I like to teach dogs to jump up using a picnic table. The seats are low and wide enough that the dog can get a stable purchase when landing, then you can move up to the top from the seat, then to the top from the ground.

The dog will learn the command, learn body awareness, and learn to trust you.

After you are solid on a picnic table, generalize the behavior on other low objects, being careful to only have safe and fun experiences with the dog. Then you can up the ante with taller objects and tighter spaces.


----------



## Lilie (Feb 3, 2010)

Think about training this behavior as you would any other 'trick'. Pick a word, I use 'load'. I use a high value treat and have the dog 'load' (or jump onto) a low object, like a park bench. It is VERY important that what ever object your pup is jumping up on is stable with a rough surface. (You don't want to ask him to load on top of a vari kennel only to have it become unbalanced and flip, or for the dog to jump up on and slide across.) 

Also use a command for 'off'. Use that and reward too. 

I've gone into TSC and had my dog 'load' onto feed bags and walk across. Anything that is fun and safe (and doesn't ruin the merchandise). Just keep it fun and rewarding. 

Go out to your car and ask your pup to load & reward. Off and reward. I wouldn't go anywhere, just play the load game. 

IMO - You've taught your dog that the current way you are putting your dog into the car is the way it should get into your car. Teach a command so it understands what behavior you are asking for.

How you are putting your dog into your car is exactly how I load all my dogs into their kennels in the back of my truck until they are two. They never jump into the truck. After they are two I have already taught the 'load' command and they'll jump into the bed. But for the first few times they'll stand there with their front paws on the tailgate looking at me like I've lost my mind.


----------



## Chip18 (Jan 11, 2014)

You should get him checked to make sure he is physically sound. If he is allowed on the furniture, telling him up for the couch would be a good move.

If he is allowed on the furniture and he can't do that then you might have a physical issue?


----------



## misslesleedavis1 (Dec 5, 2013)

lol mine came built with natural car jumping abilities, they love the car, they also can find a kitchen anywere.

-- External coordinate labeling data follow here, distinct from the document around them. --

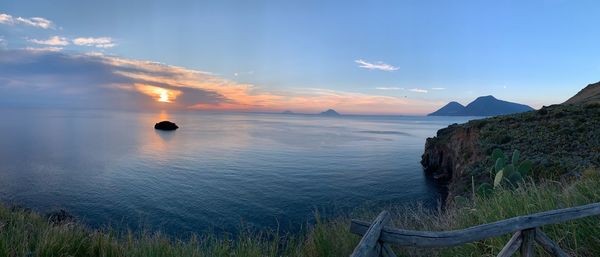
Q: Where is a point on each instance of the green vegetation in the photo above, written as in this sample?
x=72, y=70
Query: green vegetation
x=561, y=141
x=24, y=233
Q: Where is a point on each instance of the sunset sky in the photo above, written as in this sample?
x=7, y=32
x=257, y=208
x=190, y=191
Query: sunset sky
x=362, y=57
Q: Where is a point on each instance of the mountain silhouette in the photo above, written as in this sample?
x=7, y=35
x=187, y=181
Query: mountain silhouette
x=482, y=106
x=330, y=112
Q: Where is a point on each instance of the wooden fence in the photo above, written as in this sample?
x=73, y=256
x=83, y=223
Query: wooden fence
x=377, y=237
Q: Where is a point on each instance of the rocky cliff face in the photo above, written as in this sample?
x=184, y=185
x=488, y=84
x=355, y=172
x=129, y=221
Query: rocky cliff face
x=562, y=141
x=448, y=155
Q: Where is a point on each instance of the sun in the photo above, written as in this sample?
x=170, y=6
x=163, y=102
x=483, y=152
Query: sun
x=163, y=96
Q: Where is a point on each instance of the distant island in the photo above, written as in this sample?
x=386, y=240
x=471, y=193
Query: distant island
x=482, y=106
x=330, y=112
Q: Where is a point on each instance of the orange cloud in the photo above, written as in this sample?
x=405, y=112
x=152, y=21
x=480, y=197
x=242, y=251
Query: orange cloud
x=167, y=83
x=158, y=93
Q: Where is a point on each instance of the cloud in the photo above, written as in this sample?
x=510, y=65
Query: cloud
x=375, y=66
x=37, y=78
x=100, y=42
x=389, y=88
x=52, y=41
x=38, y=22
x=44, y=49
x=418, y=90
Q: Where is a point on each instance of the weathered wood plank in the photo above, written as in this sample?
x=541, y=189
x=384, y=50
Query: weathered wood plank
x=386, y=251
x=369, y=244
x=512, y=246
x=527, y=247
x=550, y=246
x=477, y=233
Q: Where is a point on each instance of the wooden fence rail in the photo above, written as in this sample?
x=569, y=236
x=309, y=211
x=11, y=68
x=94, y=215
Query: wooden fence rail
x=377, y=236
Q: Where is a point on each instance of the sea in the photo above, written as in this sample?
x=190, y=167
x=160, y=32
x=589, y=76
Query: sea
x=217, y=172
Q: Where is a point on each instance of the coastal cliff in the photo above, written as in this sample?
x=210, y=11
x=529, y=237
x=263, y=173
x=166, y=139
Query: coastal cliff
x=562, y=141
x=450, y=154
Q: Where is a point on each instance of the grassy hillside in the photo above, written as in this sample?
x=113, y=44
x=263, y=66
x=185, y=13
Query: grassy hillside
x=562, y=141
x=24, y=233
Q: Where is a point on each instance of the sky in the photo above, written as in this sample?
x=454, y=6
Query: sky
x=361, y=57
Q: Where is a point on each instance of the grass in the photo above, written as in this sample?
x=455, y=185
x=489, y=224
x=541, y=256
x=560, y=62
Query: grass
x=24, y=233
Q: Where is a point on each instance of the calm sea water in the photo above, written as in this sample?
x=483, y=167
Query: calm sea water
x=216, y=172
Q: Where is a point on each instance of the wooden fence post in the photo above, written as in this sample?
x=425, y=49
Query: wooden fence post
x=369, y=245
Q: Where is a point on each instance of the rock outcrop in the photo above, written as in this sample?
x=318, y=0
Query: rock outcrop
x=448, y=156
x=166, y=125
x=588, y=95
x=330, y=112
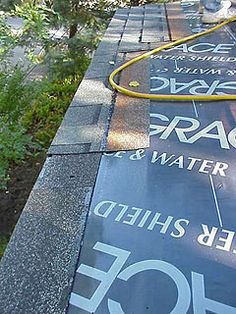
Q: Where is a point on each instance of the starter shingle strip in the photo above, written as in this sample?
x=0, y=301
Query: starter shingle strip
x=178, y=24
x=129, y=127
x=37, y=269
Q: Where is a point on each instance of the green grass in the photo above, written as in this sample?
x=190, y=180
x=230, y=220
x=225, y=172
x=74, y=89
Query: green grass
x=3, y=245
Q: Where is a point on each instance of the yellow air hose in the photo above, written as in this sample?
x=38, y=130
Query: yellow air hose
x=164, y=96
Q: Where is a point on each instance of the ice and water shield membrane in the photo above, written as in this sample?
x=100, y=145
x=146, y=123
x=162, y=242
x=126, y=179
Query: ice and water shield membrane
x=160, y=236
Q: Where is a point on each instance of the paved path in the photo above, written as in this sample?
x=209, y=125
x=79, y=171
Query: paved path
x=120, y=222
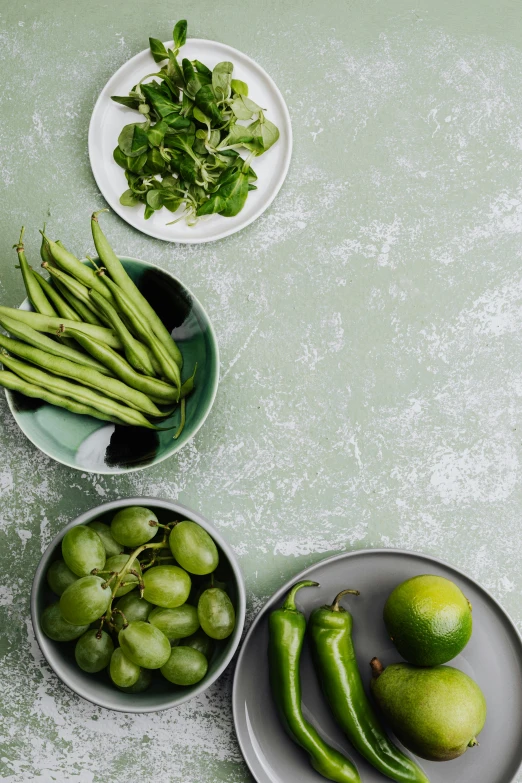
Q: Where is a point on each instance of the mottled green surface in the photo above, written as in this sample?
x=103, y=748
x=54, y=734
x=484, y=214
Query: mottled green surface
x=370, y=325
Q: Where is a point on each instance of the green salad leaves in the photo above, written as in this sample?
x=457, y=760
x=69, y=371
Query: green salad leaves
x=185, y=149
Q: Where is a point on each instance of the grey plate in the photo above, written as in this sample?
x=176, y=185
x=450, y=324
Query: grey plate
x=493, y=658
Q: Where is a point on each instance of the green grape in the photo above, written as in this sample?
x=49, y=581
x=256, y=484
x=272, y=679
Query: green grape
x=167, y=586
x=193, y=548
x=57, y=628
x=144, y=644
x=60, y=576
x=83, y=550
x=200, y=641
x=185, y=666
x=216, y=613
x=132, y=526
x=130, y=581
x=142, y=683
x=124, y=673
x=93, y=651
x=109, y=544
x=133, y=607
x=175, y=623
x=85, y=600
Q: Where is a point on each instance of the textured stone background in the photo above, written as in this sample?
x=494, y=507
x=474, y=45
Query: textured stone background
x=370, y=326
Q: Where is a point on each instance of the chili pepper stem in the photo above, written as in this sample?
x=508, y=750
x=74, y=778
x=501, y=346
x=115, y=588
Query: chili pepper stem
x=335, y=606
x=289, y=602
x=376, y=667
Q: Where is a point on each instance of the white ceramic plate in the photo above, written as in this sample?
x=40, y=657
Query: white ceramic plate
x=108, y=118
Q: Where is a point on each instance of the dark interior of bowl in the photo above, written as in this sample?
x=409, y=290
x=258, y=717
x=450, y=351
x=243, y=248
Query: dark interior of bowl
x=90, y=444
x=99, y=686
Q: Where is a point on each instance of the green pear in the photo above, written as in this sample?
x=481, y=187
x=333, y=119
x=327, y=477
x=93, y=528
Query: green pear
x=436, y=712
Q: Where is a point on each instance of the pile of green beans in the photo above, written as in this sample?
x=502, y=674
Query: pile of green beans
x=93, y=345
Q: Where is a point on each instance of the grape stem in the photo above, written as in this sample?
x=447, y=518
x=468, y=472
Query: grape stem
x=107, y=617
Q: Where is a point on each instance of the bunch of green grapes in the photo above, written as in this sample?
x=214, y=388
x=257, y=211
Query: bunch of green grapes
x=136, y=596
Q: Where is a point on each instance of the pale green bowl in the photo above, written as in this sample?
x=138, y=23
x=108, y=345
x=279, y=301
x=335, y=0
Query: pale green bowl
x=98, y=447
x=97, y=688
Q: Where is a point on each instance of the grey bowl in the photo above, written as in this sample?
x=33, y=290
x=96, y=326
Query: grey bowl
x=97, y=688
x=493, y=658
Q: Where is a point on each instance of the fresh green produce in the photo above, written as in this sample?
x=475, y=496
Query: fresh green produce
x=85, y=600
x=124, y=673
x=131, y=579
x=134, y=597
x=175, y=623
x=185, y=666
x=144, y=644
x=110, y=544
x=216, y=613
x=184, y=150
x=91, y=314
x=60, y=576
x=93, y=651
x=330, y=629
x=142, y=683
x=167, y=586
x=435, y=712
x=82, y=550
x=200, y=641
x=134, y=526
x=429, y=620
x=56, y=628
x=193, y=548
x=287, y=627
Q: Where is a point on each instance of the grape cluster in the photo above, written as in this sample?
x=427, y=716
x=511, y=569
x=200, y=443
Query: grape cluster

Our friends dog got her head stuck in the power window, she has a problem with the car now, our friends tried everything but they did not get far, now they just pick her up plop her in and do not make a big deal outta it.


----------



## Bequavious (Mar 9, 2013)

David Winners said:


> What, your lab couldn't train your pup instantly to overcome the claustrophobic fear that the smell of the car instilled in the pup after being separated from its mother?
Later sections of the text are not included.